Home » Crônicas
Há algo mais naquela garota: Cap. 16
Enquanto isso…
Havia dias que Nômade estava alheio ao mundo real. Certa noite, deitado em um canto do calabouço, passou o antebraço direito por trás da nuca para evitar pousar sua cabeça no chão úmido, já a mão esquerda repousava entre o umbigo e a cintura.
Um aroma diferente do que já havia sentido invadiu seu cativeiro, tomando conta de todo local. O cheiro trazia sensação de paz, o ritmo dos batimentos de seu coração começaram a diminuir e, de repente, um vulto escuro apareceu vindo da porta em sua direção lentamente, parecia flutuar. Aos poucos, aproveitando o mínimo de luz que havia no recinto, forçou o foco de seus olhos e, pode ver a figura revelar aos poucos uma silhueta com um contorno único, mostrando ser um corpo belíssimo de uma mulher.
Aquela que agora podia distinguir ser uma mulher estava bem próxima; Nômade estava paralisado com a situação, não conseguia emitir uma palavra sequer. A mulher, muito próxima, ajoelhou lentamente ao seu lado, pegando levando sua mão direita sobre a mão esquerda de Nômade, que repousava em sua cintura.

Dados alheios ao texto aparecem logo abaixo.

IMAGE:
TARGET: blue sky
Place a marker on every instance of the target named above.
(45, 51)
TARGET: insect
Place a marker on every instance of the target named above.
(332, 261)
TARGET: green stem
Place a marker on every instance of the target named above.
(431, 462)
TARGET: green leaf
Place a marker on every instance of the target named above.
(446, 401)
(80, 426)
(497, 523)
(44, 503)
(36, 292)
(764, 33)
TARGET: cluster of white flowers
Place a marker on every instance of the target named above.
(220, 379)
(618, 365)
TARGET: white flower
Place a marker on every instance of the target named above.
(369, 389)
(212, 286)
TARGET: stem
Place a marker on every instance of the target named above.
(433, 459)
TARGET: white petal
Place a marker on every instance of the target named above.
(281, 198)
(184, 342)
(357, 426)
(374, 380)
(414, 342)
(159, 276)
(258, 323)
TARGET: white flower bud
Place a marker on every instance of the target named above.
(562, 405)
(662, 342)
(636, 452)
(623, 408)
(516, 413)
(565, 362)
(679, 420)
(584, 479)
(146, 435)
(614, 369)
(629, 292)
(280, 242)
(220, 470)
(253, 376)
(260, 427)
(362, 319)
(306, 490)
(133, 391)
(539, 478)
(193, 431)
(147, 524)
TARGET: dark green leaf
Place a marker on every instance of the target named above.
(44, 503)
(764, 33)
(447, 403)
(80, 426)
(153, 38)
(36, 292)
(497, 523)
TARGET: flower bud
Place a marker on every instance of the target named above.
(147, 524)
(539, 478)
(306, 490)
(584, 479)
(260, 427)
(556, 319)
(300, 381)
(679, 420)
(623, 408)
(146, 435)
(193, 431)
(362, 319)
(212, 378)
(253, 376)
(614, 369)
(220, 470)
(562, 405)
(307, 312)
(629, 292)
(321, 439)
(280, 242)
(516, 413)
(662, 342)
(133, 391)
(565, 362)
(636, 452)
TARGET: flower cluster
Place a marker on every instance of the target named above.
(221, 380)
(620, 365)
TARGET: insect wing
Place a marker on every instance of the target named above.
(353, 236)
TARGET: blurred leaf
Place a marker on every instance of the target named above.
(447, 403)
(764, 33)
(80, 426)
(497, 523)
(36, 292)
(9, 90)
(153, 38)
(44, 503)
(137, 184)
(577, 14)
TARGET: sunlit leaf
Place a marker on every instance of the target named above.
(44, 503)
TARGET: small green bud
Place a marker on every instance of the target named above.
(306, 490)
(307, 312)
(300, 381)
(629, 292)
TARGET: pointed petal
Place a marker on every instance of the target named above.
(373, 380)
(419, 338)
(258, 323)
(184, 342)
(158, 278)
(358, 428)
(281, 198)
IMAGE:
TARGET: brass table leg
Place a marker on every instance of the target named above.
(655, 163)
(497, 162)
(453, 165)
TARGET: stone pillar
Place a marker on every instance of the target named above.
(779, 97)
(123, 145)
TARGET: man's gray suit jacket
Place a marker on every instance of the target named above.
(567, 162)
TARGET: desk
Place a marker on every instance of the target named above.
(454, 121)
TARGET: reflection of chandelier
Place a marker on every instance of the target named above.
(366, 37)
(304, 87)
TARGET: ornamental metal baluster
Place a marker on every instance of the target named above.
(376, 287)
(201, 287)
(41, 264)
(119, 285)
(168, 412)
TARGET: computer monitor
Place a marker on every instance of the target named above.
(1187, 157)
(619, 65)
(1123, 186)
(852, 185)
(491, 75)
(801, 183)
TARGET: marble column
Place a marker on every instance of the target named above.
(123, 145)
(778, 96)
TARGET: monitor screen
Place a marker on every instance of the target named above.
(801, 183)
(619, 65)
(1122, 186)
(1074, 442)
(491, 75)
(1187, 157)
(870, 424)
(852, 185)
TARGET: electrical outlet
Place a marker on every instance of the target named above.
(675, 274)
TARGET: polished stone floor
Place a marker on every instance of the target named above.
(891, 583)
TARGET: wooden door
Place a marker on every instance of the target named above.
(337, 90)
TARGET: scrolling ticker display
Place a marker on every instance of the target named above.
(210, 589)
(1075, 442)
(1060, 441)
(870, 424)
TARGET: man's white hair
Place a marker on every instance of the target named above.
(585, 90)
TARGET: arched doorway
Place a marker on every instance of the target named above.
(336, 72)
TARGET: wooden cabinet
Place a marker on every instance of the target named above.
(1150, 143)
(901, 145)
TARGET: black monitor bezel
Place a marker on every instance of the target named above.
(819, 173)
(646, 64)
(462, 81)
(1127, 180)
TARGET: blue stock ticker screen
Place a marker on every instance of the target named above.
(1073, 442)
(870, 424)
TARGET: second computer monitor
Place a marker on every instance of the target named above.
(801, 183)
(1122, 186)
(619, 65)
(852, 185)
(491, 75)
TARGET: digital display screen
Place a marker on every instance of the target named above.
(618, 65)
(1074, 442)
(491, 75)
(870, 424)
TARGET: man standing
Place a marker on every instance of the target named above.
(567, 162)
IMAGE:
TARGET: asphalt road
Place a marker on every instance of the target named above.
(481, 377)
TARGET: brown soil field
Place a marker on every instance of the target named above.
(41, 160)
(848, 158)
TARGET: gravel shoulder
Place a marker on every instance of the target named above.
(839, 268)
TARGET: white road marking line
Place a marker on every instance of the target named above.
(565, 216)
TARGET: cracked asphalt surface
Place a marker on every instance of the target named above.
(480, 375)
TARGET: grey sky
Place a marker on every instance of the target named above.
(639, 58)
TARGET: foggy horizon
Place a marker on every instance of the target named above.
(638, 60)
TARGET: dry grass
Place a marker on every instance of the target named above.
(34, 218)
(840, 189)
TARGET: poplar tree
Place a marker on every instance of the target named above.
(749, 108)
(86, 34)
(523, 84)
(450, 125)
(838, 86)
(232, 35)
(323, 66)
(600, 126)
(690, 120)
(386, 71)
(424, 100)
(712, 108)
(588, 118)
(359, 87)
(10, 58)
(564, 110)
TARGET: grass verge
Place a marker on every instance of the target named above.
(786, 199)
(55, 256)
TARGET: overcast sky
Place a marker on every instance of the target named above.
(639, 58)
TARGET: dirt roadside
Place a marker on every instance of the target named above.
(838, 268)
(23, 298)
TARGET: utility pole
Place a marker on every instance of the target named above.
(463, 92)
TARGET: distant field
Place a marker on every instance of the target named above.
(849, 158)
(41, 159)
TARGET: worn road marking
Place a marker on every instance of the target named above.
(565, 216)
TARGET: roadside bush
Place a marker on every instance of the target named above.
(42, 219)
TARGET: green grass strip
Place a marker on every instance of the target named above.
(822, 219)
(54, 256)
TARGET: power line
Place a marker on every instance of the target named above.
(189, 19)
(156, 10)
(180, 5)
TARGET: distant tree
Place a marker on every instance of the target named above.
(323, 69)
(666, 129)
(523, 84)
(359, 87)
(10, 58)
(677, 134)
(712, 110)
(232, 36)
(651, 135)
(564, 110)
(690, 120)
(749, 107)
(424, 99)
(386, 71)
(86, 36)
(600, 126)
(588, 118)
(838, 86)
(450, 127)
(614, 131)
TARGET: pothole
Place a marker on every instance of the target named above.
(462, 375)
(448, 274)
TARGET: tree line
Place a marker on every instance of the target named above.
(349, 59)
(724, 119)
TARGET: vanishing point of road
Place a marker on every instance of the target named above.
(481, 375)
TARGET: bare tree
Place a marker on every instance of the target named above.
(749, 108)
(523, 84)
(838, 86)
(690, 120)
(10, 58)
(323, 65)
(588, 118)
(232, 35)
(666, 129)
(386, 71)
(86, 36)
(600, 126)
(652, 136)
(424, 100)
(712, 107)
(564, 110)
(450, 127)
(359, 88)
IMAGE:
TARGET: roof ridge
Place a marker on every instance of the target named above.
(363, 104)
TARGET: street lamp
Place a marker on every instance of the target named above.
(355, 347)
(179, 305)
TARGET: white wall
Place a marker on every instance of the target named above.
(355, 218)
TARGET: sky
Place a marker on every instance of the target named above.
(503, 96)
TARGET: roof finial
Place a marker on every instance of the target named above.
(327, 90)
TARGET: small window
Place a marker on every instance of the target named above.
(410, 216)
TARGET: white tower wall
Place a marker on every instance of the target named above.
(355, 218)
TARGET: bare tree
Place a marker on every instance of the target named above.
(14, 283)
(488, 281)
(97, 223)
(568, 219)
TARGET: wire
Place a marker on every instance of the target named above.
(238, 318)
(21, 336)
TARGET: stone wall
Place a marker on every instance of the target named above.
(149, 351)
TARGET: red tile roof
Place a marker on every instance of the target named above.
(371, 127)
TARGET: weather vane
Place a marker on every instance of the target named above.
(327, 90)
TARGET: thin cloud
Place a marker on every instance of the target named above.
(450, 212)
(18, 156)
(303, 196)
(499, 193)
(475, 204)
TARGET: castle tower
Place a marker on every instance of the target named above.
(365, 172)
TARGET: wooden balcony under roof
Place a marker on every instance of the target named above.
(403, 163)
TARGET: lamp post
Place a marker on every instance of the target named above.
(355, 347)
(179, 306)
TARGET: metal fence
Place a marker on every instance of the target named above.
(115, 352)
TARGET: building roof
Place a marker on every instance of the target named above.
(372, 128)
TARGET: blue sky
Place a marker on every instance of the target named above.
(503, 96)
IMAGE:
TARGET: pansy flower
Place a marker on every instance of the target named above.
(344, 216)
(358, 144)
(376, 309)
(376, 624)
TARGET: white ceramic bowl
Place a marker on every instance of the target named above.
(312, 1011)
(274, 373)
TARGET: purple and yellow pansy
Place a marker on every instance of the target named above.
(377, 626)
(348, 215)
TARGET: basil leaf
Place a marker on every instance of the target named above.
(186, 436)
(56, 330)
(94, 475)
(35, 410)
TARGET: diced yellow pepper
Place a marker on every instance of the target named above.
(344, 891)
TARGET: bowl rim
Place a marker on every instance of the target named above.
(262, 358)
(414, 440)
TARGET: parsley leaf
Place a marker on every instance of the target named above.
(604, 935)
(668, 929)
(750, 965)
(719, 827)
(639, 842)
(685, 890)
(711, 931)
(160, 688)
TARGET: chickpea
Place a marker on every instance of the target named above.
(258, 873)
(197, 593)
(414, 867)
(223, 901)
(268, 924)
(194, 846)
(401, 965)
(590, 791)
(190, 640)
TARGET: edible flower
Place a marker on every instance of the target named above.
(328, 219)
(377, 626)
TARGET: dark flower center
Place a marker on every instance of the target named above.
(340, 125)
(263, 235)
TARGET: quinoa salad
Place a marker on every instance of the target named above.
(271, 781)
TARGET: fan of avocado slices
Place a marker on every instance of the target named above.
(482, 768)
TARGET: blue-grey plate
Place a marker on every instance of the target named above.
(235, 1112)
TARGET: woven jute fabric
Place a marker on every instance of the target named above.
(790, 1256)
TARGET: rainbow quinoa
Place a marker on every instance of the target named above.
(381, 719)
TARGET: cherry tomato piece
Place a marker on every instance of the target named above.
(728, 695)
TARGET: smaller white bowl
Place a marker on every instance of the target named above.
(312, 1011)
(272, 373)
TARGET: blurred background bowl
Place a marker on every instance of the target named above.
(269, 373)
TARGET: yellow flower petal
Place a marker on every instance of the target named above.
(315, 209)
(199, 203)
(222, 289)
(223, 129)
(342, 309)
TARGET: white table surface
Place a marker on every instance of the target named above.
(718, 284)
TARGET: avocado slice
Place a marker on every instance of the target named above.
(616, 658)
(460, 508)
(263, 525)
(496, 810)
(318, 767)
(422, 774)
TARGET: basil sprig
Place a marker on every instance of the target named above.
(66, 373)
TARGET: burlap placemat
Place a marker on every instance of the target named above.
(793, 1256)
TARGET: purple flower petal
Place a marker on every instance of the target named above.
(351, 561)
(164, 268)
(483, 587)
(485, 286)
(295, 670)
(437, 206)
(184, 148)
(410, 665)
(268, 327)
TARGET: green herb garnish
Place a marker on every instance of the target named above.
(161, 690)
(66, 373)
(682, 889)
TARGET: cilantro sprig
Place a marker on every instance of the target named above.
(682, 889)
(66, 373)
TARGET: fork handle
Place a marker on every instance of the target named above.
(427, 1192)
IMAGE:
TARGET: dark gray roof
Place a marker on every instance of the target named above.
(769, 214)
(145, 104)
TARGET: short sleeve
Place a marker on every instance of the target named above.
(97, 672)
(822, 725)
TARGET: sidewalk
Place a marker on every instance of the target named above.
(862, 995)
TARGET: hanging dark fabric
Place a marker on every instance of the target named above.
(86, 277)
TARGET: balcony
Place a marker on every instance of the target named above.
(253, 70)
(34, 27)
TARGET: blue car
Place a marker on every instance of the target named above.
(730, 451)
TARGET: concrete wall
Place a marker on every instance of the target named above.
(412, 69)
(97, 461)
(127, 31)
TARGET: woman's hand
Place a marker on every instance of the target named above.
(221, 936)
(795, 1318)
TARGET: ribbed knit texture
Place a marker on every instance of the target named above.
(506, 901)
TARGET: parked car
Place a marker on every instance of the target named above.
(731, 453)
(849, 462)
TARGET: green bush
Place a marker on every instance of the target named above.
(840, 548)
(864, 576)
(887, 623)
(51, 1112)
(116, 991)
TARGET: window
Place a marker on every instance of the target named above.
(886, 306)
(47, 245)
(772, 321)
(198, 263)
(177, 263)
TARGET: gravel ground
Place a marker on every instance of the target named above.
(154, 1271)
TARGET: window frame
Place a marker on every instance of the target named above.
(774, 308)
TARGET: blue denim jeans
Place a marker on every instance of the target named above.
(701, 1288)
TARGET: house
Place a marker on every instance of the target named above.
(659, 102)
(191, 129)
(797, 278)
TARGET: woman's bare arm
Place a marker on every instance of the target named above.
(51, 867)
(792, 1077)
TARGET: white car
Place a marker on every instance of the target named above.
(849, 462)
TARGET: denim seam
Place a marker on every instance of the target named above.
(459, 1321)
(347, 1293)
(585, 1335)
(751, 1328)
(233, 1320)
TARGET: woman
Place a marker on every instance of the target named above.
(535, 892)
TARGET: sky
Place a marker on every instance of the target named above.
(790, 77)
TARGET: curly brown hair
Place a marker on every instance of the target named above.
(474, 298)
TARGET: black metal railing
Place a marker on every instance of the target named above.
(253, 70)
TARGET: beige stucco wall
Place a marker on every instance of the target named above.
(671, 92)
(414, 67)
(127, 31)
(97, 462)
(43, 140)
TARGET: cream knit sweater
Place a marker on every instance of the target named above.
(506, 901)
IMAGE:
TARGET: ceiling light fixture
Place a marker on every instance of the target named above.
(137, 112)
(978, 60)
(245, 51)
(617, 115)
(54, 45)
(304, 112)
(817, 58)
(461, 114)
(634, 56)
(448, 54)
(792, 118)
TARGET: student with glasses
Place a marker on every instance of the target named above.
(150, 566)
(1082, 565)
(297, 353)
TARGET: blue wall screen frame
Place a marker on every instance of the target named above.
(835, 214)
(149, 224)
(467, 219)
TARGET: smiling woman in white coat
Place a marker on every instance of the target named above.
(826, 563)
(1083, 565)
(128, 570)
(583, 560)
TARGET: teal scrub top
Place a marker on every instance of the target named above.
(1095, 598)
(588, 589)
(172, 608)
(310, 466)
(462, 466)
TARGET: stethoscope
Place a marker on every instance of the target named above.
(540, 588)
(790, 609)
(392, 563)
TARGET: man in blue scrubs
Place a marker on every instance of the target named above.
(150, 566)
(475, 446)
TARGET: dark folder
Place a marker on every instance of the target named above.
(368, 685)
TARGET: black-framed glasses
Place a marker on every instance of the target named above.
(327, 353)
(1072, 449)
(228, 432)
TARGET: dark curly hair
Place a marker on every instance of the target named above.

Nômade engoliu em seco, sentira algo que nunca havia presenciado antes; era único e maravilhoso, seu corpo estava arrepiado, trazendo enorme sensação de êxtase. O contato da pele da mulher com sua pele desbalanceou seus sentidos.
Em seguida, em um movimento tão limpo e suave quanto a dança de uma bailarina, a moça levou a mão esquerda à fronte esquerda da judiada face de Nômade. Neste momento o coração do rogue disparou e a respiração ficou ofegante; mesmo em suas aventuras mundanas, nunca sentira o que vivia naquele momento.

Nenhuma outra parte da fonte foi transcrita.